CREATE TABLE impala_kudu.krg_test_table (
    id int not nULL,
    col1 int NULL,
    col2 STRING NULL,
    col3 float COMMENT 'only for test',
    PRIMARY KEY (id)
)
PARTITION BY HASH (id) PARTITIONS 10
COMMENT 'new testing kudu table'
STORED AS KUDU
TBLPROPERTIES ('test_arg'='test_value1','test_arg2'='test_value','comment'='arg comment','comment1'='arg comment','kudu.master_addresses'='hozd8:7051', 'kudu.num_tablet_replicas' = '1');

 

Then insert into it some data:

insert into impala_kudu.krg_test_table
    values(1,14,"qql",3.7);
insert into impala_kudu.krg_test_table
    values(2,59,"adasdasd",6);

 

Now i see in "hive metastore" table location: it shows me next

hdfs://hozd8:8020/user/hive/warehouse/impala_kudu.db/krg_test_table

But such file-path is empty!

 

Where's data? Where kudu stores it?

 

 

PS: i need to admin partitions - add it, drop it and so on... But i don't know where it stores, so i can't do anything.

4 REPLIES 4

avatar
Super Guru
Kudu is different from HDFS. The data you inserted into Impala KUDU table stored in Kudu side. You can check Kudu's table via Kudu's web UI or using Kudu commands:
https://kudu.apache.org/docs/command_line_tools_reference.html

And Kudu user guide can be found here:
https://www.cloudera.com/documentation/enterprise/latest/PDF/cloudera-kudu.pdf

I am not a kudu guy, so can't share more info, but hopefully you can get what you are after from the links.

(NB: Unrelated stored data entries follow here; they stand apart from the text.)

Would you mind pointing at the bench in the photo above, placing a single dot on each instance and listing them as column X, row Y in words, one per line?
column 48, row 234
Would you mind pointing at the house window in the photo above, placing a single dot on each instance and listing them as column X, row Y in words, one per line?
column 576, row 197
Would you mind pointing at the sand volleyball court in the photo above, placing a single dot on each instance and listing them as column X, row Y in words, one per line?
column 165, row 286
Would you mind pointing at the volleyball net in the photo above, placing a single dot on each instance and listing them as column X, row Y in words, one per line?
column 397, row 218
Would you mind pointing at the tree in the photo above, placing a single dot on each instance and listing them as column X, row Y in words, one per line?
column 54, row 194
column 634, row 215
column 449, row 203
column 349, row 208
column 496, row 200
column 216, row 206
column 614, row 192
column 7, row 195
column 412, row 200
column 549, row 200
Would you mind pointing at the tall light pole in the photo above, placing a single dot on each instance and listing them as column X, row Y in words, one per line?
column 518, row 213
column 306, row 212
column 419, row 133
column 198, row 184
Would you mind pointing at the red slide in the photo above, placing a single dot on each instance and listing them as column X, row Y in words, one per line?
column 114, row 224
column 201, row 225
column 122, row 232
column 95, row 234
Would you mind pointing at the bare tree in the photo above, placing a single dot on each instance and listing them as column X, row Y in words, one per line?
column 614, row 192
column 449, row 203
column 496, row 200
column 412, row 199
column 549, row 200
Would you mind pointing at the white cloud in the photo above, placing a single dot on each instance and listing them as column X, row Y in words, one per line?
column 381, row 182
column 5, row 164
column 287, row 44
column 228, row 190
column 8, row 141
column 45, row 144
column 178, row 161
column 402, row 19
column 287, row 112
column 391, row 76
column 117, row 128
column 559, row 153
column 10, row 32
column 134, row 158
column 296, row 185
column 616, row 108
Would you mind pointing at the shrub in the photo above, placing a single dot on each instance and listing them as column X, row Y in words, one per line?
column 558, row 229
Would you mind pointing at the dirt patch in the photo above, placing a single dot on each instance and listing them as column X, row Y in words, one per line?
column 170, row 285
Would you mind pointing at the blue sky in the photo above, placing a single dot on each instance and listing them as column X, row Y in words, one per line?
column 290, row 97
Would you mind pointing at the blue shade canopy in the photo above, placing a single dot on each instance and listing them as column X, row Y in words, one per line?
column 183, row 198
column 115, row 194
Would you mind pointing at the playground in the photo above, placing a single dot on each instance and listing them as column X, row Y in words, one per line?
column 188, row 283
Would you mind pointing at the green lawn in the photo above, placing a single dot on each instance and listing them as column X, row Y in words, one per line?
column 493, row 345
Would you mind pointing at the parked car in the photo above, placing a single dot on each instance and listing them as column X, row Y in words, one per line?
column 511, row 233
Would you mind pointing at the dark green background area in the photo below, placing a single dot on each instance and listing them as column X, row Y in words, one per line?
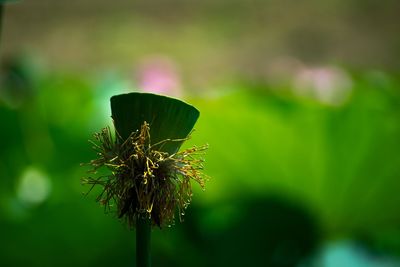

But the operations you mentioned like add or drop partitions, you should be able to do it via Impala, that's the purpose of impala and kudu integration.

Cheers

avatar
Super Collaborator

EricL is correct, you don't need to worry about files with Kudu in the same way that you have to worry about them with typical Hive tables. Kudu stores its data directly on ext4 in a distributed way and does not use HDFS.

 

You can take a look at where Kudu is storing its data on the local file system if you go into Cloudera manager and take a look at how the --fs-data-dirs and --fs-wal-dir configuration options are set up across the various Tablet Server nodes.

 

Hope that helps,

Mike

 

avatar
Ok, thanks.
But we just kill our kudu-server. So we can use kudu only from Impala.

avatar
Super Collaborator

Kudu runs as a separate service that Impala talks to (like HDFS runs as a separate service from Impala) so you have to have Kudu running somewhere for it to work. However you don't have to run Kudu on the same servers that you run Impala on -- remote reads are supported over the network.